Oprócz funkcjonariuszy SB, jednostek Ministerstwa Bezpieczeństwa Publicznego i Ministerstwa Spraw Wewnętrznych, obniżenie emerytur i rent dotyczyć będzie także osób, które służyły w jednostkach MON, w tym m.in. w Wojskowej Służbie Wewnętrznej, Wojskach Ochrony Pogranicza.
Ale zmiany mają dotyczyć także kadry naukowo-dydaktycznej, naukowej, naukowo-technicznej oraz słuchaczy i studentów Akademii Spraw Wewnętrznych (z wyłączeniem Wydziału Porządku Publicznego w Szczytnie), a także Centrum Wyszkolenia MSW w Legionowie i Wyższej Szkoły Oficerskiej MSW w Legionowie.
Obniżenie wysokości świadczeń dotknie nawet tych policjantów, którzy zaczęli ścigać przestępców zaledwie jeden dzień przed 1 sierpnia 1990 r. I to pomimo że zostali po transformacji pozytywnie zweryfikowani.
Jak przypomina "Wyborcza", PiS uderza tym samym również w takie symboliczne postaci, jak gen. Marek Papała. On również służbę zaczął w czasach PRL, ale w wolnej Polsce uczestniczył w tworzeniu policji. W uznaniu zasług został mianowany w połowie lat 90. komendantem głównym policji, aby trzy lata później zginąć na służbie w 1998 roku. Ustawa dezubekizacyjna w takiej formie przekreśla te zasługi.
Przeciwko takiemu prawu głośny sprzeciw wyraża między innymi Zarząd Główny NSZZ Policjantów: "Stwierdzamy stanowczo, że nie godzimy się na to, by ustawa dotyczyła osób, które po 1990 roku zostały pozytywnie zweryfikowane i potem przez wiele lat pracowały bądź nadal pracują w policji i innych formacjach mundurowych na rzecz wolnego i demokratycznego państwa".
Prawnicy NSZZ Policjantów podkreślają, że części świadczeń pozbawionych mogą zostać również przyszli emeryci, którzy do dzisiaj pozostają w służbie, a nie tylko te osoby, które już nabyły praw emerytalnych. Szczególnie niesprawiedliwe wydaje się także pozbawianie świadczeń rodzinnych dzieci, wdów czy rodziców zmarłych funkcjonariuszy.

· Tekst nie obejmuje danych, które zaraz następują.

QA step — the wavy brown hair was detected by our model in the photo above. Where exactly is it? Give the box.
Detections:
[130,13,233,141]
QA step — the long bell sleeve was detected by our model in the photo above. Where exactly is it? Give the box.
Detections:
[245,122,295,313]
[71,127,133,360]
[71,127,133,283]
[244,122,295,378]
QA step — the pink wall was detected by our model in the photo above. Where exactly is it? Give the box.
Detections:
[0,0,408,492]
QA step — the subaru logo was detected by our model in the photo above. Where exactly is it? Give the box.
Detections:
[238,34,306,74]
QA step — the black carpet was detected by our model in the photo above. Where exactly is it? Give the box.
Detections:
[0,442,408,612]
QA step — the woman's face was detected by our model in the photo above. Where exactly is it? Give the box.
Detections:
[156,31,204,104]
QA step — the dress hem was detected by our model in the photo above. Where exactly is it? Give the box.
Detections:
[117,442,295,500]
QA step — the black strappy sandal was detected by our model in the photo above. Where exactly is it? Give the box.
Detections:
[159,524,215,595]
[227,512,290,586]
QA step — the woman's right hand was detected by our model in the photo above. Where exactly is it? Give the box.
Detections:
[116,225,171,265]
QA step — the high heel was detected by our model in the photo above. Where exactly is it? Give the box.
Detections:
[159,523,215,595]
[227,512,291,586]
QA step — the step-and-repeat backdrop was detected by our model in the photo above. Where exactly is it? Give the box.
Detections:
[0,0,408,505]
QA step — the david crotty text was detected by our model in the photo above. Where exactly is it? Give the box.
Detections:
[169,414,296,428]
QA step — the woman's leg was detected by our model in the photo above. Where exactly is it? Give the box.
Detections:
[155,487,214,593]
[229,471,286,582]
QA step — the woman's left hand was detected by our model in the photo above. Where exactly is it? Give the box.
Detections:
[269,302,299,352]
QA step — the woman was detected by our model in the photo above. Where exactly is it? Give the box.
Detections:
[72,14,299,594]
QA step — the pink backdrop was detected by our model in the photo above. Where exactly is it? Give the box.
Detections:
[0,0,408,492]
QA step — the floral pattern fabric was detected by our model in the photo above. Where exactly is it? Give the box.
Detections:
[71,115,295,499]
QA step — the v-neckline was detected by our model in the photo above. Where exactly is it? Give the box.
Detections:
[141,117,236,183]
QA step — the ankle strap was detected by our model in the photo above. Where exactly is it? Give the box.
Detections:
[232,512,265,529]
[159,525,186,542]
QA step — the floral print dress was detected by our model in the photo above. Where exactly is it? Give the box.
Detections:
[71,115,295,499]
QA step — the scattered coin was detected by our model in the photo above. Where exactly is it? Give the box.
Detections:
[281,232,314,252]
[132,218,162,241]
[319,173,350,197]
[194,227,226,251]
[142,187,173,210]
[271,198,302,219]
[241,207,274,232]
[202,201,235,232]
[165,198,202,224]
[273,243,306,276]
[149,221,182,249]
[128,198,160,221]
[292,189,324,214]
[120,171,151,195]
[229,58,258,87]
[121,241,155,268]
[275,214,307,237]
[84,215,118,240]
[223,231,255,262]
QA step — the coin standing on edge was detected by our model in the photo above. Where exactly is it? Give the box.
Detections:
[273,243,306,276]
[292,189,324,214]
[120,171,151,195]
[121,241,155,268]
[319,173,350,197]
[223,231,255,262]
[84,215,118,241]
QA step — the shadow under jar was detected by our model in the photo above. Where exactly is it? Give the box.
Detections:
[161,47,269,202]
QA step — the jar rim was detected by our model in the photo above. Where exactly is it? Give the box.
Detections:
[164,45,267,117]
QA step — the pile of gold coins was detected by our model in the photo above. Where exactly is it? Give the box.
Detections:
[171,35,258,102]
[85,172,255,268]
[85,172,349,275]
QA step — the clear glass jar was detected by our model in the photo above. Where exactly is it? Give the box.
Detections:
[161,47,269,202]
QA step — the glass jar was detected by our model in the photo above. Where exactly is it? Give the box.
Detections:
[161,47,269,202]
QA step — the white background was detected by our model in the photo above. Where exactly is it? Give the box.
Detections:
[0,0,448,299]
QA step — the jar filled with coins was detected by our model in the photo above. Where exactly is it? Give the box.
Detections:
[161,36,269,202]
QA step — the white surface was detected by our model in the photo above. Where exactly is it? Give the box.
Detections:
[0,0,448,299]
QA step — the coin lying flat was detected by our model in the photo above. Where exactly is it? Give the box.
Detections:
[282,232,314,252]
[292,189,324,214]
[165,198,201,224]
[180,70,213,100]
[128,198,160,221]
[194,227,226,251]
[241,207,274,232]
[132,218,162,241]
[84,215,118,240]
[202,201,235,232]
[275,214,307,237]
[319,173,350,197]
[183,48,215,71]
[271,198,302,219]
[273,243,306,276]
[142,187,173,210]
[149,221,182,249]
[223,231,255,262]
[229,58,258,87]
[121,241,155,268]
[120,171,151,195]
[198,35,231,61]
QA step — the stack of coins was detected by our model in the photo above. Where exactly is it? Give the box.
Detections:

Ci będą karani za przecież nieswoje wybory, ale ojców, synów czy mężów.
Co istotne pod topór trafią również przyszłe świadczenia części lekarzy. Zwłaszcza, że jak przypomina "Gazeta Prawna", wszyscy lekarze, którzy chcieli pracować w szpitalu resortowym przed 1989 r., musieli posiadać stopień oficerski. Również ostatni dyrektor obecnego Centralnego Szpitala Klinicznego MSWiA w Warszawie był pułkownikiem.
Budżet jednak zaoszczędzi
546 mln zł rocznie zaoszczędzi rząd na świadczeniach emerytalnych i rentowych z systemu zaopatrzenia emerytalnego służb mundurowych – wynika z ocen skutków regulacji. Według założeń, ustawa ma wejść w życie 1 stycznia 2017 r, a świadczenia emerytalne i rentowe w nowej wysokości mają być wypłacane od 1 października 2017 r.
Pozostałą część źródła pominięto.